Song by Mamta Sharma and Aishwarya Nigam

from the album Dabangg
- Language: Hindi
- Released: 20 August 2010
- Recorded: 2010
- Genre: pop-folk; filmi;
- Length: 5:07
- Label: T-Series
- Composer: Lalit Pandit
- Producers: Arbaaz Khan; Malaika Arora Khan; Dhillin Mehta;

= Munni Badnaam Hui =

2010 song by Mamta Sharma and Aishwarya Nigam

"Munni Badnaam Hui" (lit. 'Munni is defamed') is a song from the soundtrack album of the 2010 Hindi film Dabangg, featuring Malaika Arora, Sonu Sood and Salman Khan. The song is sung by Mamta Sharma and Aishwarya Nigam, with music by Lalit Pandit. Mamta Sharma won the Filmfare Award for Best Female Playback Singer for this song, while Sajid-Wajid and Lalit Pandit won the Filmfare Award for Best Music Director in the 56th Filmfare Awards 2011.

Due to its popularity, Malaika and the song itself were frequently compared to actress Katrina Kaif and her item number "Sheila Ki Jawani" from the film Tees Maar Khan (2010).

==Influence==
The track is said to be inspired by an old Bhojpuri folk song "Launda Badnaam Hua Naseeban Tere Liye". It was also alleged that it was inspired from the Pakistani song "Ladka Badnaam Hua", from the film Mr. Charlie (1992). Director Abhinav Kashyap denied the latter and accepted using the folk song saying that he, being from Uttar Pradesh, was familiar with the song since childhood, so he suggested the very song to be improvised and rephrased to fit the film's requirement.

==Reception==
The reception by the public and critics was generally positive. Devesh Sharma of Filmfare noted the song's raunchy nature and praised it for its tempo, at the same time criticizing its "nonsensical" lyrics.

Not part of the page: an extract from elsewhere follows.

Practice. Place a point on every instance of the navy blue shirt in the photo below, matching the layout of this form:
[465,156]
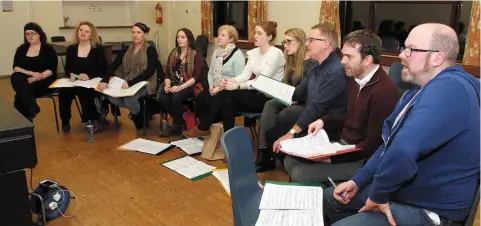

Atta Khan of Planet Bollywood said "... expect it to explode with Mallaika's entrance on the big screen and chances are, after watching that you may enjoy it..."

"Munni Badnaam Hui" was referred to in many political situations, to varying effects. In October 2010, the Chief Minister of Gujarat Narendra Modi played a pun on the song to criticize his opposition party, the Indian National Congress. It was one of many other popular terms used to criticize the 2010 Commonwealth Games and its organization.

===Munni vs. Sheila===
After the song "Sheila Ki Jawani" featuring Katrina Kaif was released, parallels were drawn between Katrina and Malaika, as well as between the item numbers, in what was popularly known as the "Munni vs Sheila" debate. Subsequently, news outlets reported increased rivalry between the two actors, which was supposedly highlighted by various incidents. The two were invited to perform their respective numbers at parties and other occasions, adding to the rivalry.

==Controversies==

===Lawsuit by Emami===
The popular product by Emami, a pain relieving balm called Zandu Balm, is referred to at various times in the song. Emami filed a lawsuit against Arbaaz Khan, the producer of the movie for trademark misuse, but subsequently reached an out of court settlement with the producer. Emami then utilized the popularity of the song to advertise the Zandu Balm brand by signing up Malaika to do commercials.

===Public Interest Litigations seeking ban===

In December 2010, a Public Interest Litigation (PIL) was filed in the Lucknow bench of the Allahabad High Court, with the petitioner asking for a ban of the song, claiming it was "indecent" and "immoral". Another person also filed a lawsuit in a Sessions court in Mumbai objecting to the use of the word "Hindustan" in the lyrics of the song. The film got a U/A rating from the Censor board of India and was released without any cuts in the song, but the word "Hindustan" in the song was changed to "Policeistan" to avoid any further controversy.

==Accolades==

| Award | Category | Recipient(s) and nominee(s) | Result | Ref. |
| 3rd Mirchi Music Awards | Song of The Year | - | Won |  |
| Female Vocalist of The Year | Mamta Sharma and Aishwarya | Won |
| Music Composer of The Year | Lalit Pandit | Nominated |
| Upcoming Female Vocalist of The Year | Mamta Sharma | Won |
| Best Item Song of the Year | - | Won |
| Best Song Recording | Abani Tanti | Nominated |

==Sequel==
In the soundtrack album of the sequel Dabangg 2, "Munni Badnaam Hui" has a sequel titled "Pandeyjee Seeti Mare" featuring Malaika Arora with Sonakshi Sinha.

For the soundtrack of the film Dabangg 3, Sajid-Wajid recreated the song, titled "Munna Badnaam Hua", which featured Warina Hussain and Salman Khan in the music video. The song included a rap segment by Badshah and was sung by Mamta Sharma and Kamaal Khan.